Generally, a super fund cannot buy or use an asset that a member owns, which also would normally cover any in-specie contributions. One of the main exceptions to the restriction on purchasing assets from members relates to acquiring a listed security at market value from a member. A listed security is any security listed for quotation in the official list of an ‘approved stock exchange’ or licensed market. The tax legislation provides a list of approved stock exchanges, which includes the main Australian exchanges and many international exchanges.
Shares that are held in an individual’s name can be transferred into the name of the individuals ‘as SMSF fund trustees’. This type of transaction is called an off-market transfer.

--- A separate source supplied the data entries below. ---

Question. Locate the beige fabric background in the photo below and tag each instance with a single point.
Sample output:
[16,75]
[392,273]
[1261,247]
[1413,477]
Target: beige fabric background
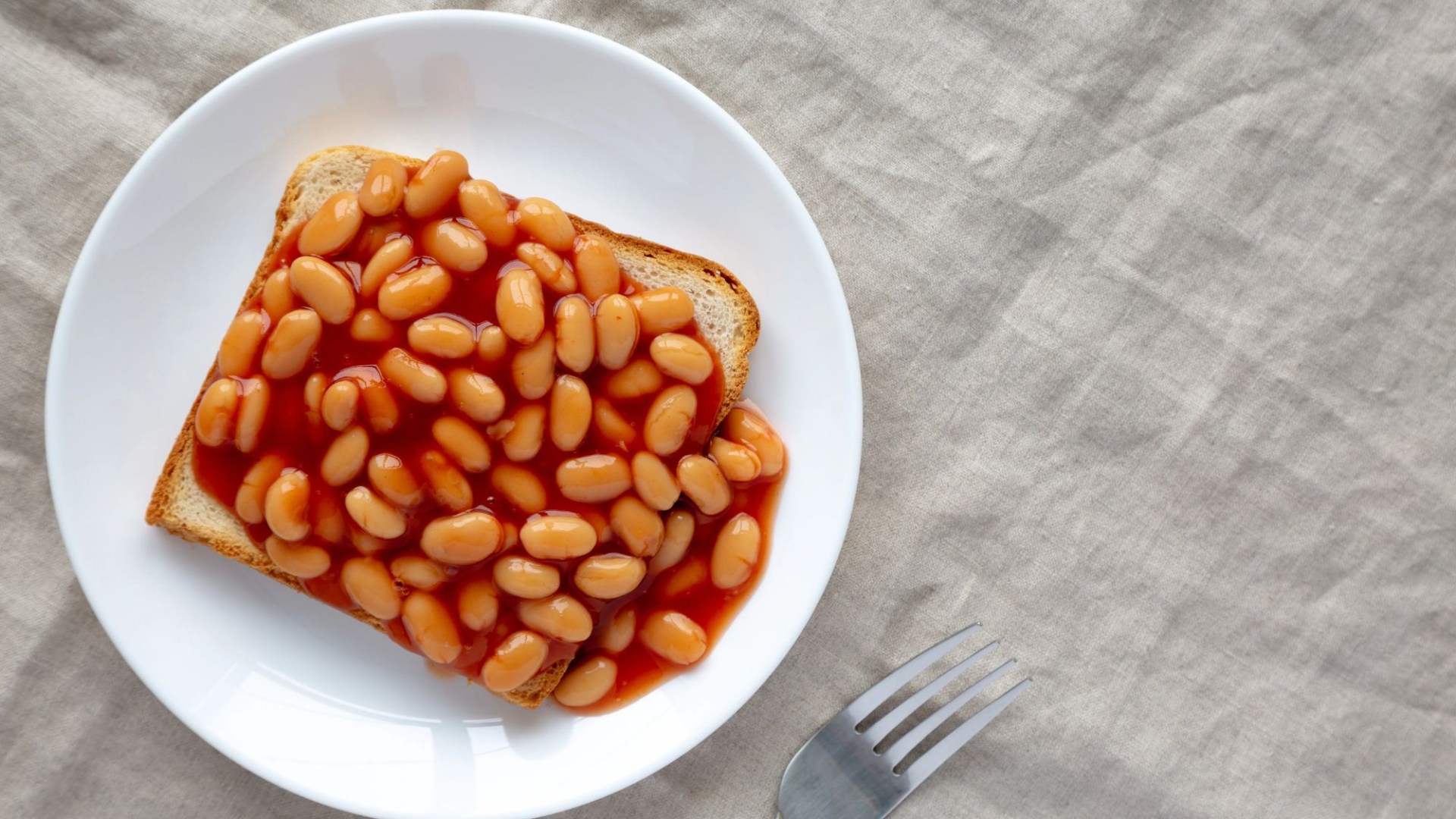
[1156,303]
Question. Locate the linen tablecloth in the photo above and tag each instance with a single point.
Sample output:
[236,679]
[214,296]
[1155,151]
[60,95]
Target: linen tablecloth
[1156,306]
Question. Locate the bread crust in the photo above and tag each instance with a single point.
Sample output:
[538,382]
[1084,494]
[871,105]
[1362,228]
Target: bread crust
[181,506]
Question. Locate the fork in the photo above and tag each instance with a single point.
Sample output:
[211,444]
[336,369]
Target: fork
[839,774]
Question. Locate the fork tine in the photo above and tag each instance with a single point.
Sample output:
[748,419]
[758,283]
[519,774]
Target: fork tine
[881,691]
[887,723]
[957,739]
[905,745]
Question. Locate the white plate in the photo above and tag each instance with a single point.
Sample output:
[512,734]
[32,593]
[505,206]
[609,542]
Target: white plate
[289,689]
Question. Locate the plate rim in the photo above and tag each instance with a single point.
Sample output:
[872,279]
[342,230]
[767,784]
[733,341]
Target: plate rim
[64,331]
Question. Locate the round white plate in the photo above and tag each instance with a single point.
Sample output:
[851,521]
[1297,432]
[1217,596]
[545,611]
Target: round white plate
[305,695]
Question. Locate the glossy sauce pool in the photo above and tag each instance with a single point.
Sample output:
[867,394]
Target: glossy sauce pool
[685,588]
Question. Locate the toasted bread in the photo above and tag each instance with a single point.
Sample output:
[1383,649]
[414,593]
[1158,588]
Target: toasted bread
[726,316]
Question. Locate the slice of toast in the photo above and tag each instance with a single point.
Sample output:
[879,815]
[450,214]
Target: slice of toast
[726,316]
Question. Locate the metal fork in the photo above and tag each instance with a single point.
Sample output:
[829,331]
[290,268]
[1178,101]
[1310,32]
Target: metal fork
[839,774]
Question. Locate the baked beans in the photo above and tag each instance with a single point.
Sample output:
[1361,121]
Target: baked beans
[617,331]
[619,632]
[654,482]
[593,479]
[389,259]
[277,295]
[560,617]
[455,245]
[414,378]
[740,464]
[462,539]
[704,484]
[663,309]
[249,502]
[598,267]
[479,605]
[414,293]
[419,572]
[482,203]
[436,184]
[490,347]
[462,442]
[441,337]
[674,637]
[682,357]
[533,368]
[373,513]
[392,479]
[520,306]
[346,457]
[383,188]
[240,344]
[609,576]
[634,381]
[520,487]
[291,343]
[638,525]
[514,662]
[552,271]
[525,577]
[324,287]
[576,334]
[570,413]
[286,506]
[610,425]
[523,431]
[558,537]
[370,327]
[299,560]
[476,395]
[369,583]
[334,226]
[750,430]
[587,682]
[218,413]
[677,535]
[736,551]
[669,420]
[430,627]
[546,223]
[447,484]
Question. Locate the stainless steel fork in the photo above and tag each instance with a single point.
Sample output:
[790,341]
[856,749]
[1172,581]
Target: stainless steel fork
[839,774]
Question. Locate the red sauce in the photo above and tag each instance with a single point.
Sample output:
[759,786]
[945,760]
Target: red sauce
[287,431]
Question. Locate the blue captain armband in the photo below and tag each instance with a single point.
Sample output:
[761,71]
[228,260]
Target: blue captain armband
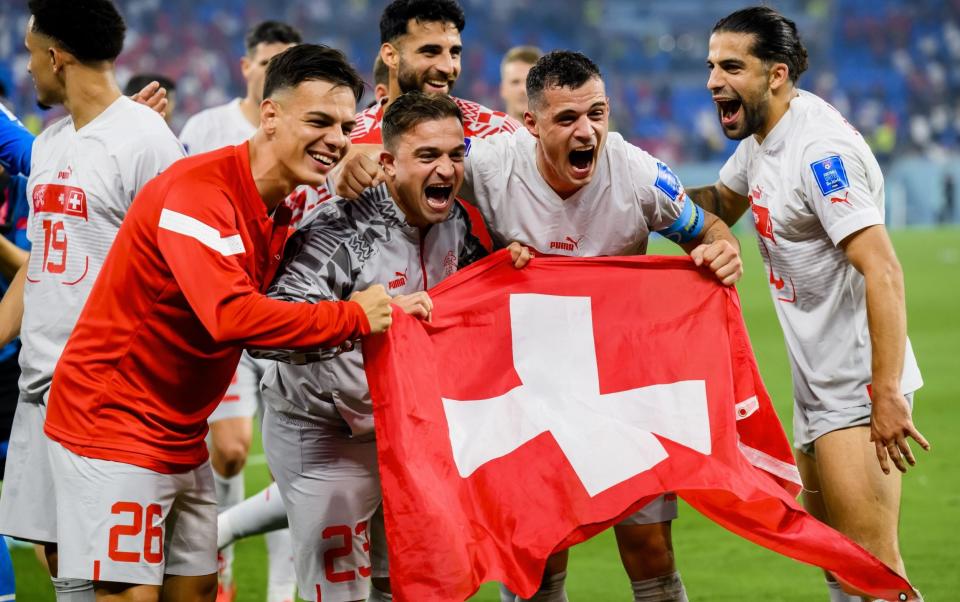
[688,226]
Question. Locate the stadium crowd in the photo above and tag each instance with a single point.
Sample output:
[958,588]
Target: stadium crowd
[282,226]
[889,66]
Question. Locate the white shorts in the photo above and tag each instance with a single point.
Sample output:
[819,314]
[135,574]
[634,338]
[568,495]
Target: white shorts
[809,425]
[330,486]
[124,523]
[242,399]
[28,505]
[660,510]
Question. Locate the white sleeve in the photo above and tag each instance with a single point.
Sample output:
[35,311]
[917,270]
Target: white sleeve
[190,136]
[484,173]
[733,174]
[155,152]
[657,189]
[836,186]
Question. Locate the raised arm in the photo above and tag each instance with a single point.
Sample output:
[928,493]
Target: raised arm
[720,201]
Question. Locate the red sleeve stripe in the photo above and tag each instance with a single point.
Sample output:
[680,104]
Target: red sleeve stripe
[201,232]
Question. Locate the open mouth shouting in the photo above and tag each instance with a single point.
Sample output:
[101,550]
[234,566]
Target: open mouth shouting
[581,161]
[323,161]
[730,111]
[439,196]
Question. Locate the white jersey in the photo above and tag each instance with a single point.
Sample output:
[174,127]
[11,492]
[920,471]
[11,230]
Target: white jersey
[631,194]
[81,184]
[812,183]
[215,128]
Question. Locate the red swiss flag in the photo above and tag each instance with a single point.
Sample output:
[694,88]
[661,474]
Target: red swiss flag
[542,405]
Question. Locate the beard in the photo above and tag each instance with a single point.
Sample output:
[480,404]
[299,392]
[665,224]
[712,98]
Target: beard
[755,115]
[409,80]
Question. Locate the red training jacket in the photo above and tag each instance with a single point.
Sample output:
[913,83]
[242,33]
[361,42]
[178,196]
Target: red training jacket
[179,297]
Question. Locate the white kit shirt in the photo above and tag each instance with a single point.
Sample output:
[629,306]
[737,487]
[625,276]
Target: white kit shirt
[215,128]
[631,194]
[812,183]
[81,184]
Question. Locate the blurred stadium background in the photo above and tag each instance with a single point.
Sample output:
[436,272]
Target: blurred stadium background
[891,67]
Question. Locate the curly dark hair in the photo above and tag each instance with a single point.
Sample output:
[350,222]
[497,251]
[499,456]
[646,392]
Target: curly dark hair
[559,69]
[775,38]
[91,30]
[308,62]
[413,108]
[393,22]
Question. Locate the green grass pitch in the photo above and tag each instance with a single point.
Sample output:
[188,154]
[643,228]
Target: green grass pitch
[716,565]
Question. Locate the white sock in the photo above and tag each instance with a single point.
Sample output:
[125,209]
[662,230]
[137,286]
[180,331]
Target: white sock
[838,595]
[229,493]
[282,578]
[668,588]
[73,590]
[551,590]
[379,596]
[260,513]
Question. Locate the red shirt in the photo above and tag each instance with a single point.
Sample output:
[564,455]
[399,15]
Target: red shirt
[179,297]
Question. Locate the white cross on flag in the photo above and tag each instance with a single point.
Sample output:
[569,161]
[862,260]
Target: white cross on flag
[539,406]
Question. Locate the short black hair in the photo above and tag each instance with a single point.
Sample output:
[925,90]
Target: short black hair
[775,38]
[138,81]
[559,69]
[410,110]
[271,32]
[308,62]
[393,22]
[91,30]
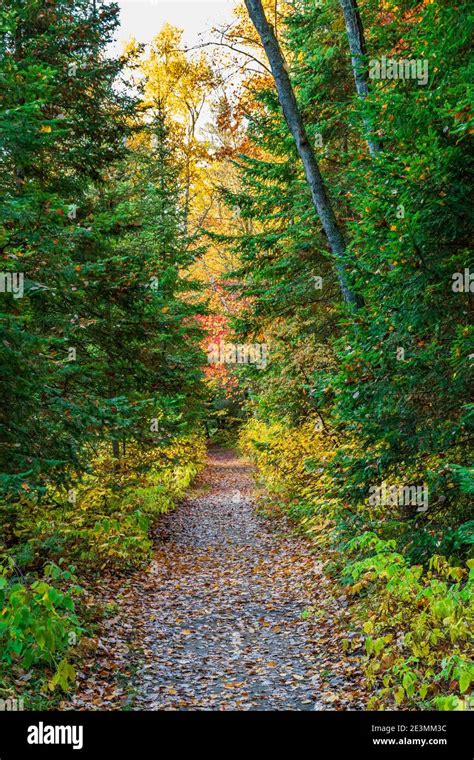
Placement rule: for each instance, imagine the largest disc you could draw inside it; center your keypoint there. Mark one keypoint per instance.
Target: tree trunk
(356, 38)
(293, 118)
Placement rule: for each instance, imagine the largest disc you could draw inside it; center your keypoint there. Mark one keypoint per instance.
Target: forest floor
(233, 613)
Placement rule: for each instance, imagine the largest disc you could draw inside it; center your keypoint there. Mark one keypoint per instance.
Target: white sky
(143, 19)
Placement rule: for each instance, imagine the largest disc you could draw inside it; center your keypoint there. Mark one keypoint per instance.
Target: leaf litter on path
(217, 621)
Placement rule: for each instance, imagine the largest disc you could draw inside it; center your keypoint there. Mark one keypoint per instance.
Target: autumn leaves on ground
(250, 244)
(221, 619)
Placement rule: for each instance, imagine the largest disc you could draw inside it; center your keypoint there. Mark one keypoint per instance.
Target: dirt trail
(217, 622)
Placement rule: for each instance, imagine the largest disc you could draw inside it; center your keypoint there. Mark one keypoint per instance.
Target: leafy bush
(38, 621)
(418, 625)
(414, 619)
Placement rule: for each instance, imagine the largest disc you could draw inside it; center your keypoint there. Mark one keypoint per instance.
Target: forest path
(217, 622)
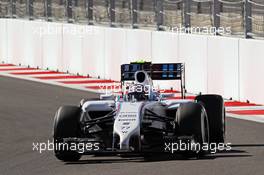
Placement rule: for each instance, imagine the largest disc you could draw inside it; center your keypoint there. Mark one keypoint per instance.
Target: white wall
(222, 66)
(251, 53)
(231, 67)
(193, 52)
(52, 45)
(15, 41)
(3, 41)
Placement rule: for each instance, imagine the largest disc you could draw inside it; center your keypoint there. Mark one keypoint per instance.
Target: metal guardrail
(242, 17)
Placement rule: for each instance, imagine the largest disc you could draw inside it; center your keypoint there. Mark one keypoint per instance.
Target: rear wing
(158, 71)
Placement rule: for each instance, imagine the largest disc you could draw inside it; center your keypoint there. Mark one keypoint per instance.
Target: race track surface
(26, 116)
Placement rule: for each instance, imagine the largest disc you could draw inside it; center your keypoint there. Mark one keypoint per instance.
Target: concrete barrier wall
(222, 66)
(251, 69)
(231, 67)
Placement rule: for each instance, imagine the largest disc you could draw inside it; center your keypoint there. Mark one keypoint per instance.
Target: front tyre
(66, 125)
(214, 106)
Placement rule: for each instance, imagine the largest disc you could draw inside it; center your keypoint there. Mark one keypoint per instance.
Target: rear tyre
(66, 124)
(192, 120)
(214, 106)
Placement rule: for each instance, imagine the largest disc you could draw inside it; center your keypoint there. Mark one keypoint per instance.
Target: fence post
(216, 13)
(159, 13)
(112, 12)
(69, 7)
(248, 20)
(48, 11)
(186, 14)
(13, 8)
(30, 6)
(89, 5)
(134, 13)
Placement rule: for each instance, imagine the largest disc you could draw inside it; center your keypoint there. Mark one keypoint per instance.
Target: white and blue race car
(140, 121)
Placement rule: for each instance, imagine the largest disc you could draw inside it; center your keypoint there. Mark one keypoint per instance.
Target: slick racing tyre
(192, 120)
(214, 106)
(65, 126)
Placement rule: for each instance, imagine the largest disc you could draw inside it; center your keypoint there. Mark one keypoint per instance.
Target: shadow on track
(160, 158)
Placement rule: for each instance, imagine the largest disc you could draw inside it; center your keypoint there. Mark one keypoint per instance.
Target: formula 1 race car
(140, 121)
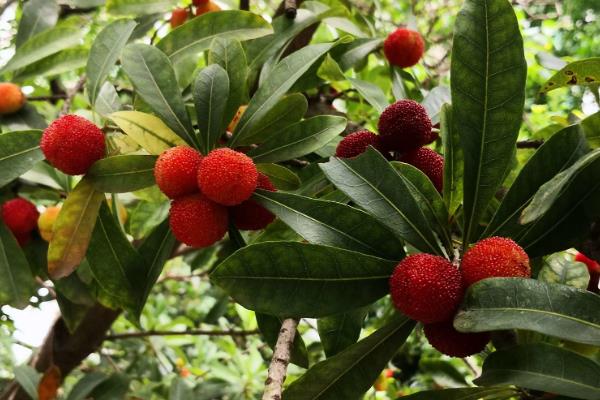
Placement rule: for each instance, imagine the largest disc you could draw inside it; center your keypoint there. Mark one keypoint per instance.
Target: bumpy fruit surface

Whether you need to use your broker depends on whether the shares you hold are held centrally through the CHESS sub-register or directly via the company’s register.
If the shares are held on the company’s register this is known as an issuer-sponsored holding and you will be able to use the Australian Standard Transfer Form. You can obtain a copy of this form from the ASX website (www.asx.com.au) or from your fund’s administrator (if you have one).
If your shareholdings are CHESS-sponsored then you will need to go through your broker. Such a change in share ownership is simply completing some paperwork rather than selling the shares on the open market, so you’d hope an individual will only pay an administration fee (if any) rather than brokerage.
If your holding is CHESS-sponsored and you are using a full service broker, I would hope that a broker does not charge typical ‘brokerage’ on such a transaction. Check with your broker to ensure that you are merely charged a transfer fee (or no fee at all) before proceeding.
Tip: One strategy to avoid broker charges (administration or brokerage) on an off-market share transfer, is that the owner of the shares can request that the broker remove the shareholding from broker (CHESS) sponsorship and revert the shareholding to issuer sponsorship. The investor or fund can then do an off-market transfer using the standard form. This step however does lengthen the transfer process.
Important: Talk to your accountant and/or SMSF adviser if you are considering any off-market share transfers. Such transactions have tax implications, such as potential capital gains or capital losses in an individual’s name and the opportunities if any, to offset capital gains, such as making concessional contributions or other tax-effective strategies.
What would the proposed ban mean, if it had ever became law?
If the off-market share transfer ban was in place, then be mindful that if any SMSF trustee was considering transferring personally held Australian shares into their self-managed super fund, then the ban would effectively preclude such a transaction. If the proposed rules had ever become law, where SMSFs sell or buy assets from a related party (typically a SMSF member/trustee), the sale/buy process would need to take place through an underlying market. Further, for asset transfers of allowable assets where an underlying market doesn’t exist, the sale/purchase price must be made at a price determined by a qualified independent valuer.
Currently shares and other listed securities can be transferred to a SMSF, and from a SMSF, without using a broker, and simply by filling in a standard form. If the ban had been put into place at some later date, these types of share transfers would need to be done via a broker, and SMSFs may have even be forced to sell the shares on the open market.
For the record, here’s my view on the proposed ban: I didn’t agree with this change to the rules because it had not been made clear whether the individual would be forced to sell the assets on the open market, which effectively bans off-market share transfers, or whether the transfer of the shares between individual and SMSF needed to be facilitated by a broker (price and timing is potentially determined by broker) but the shares would not be transferred on the open market.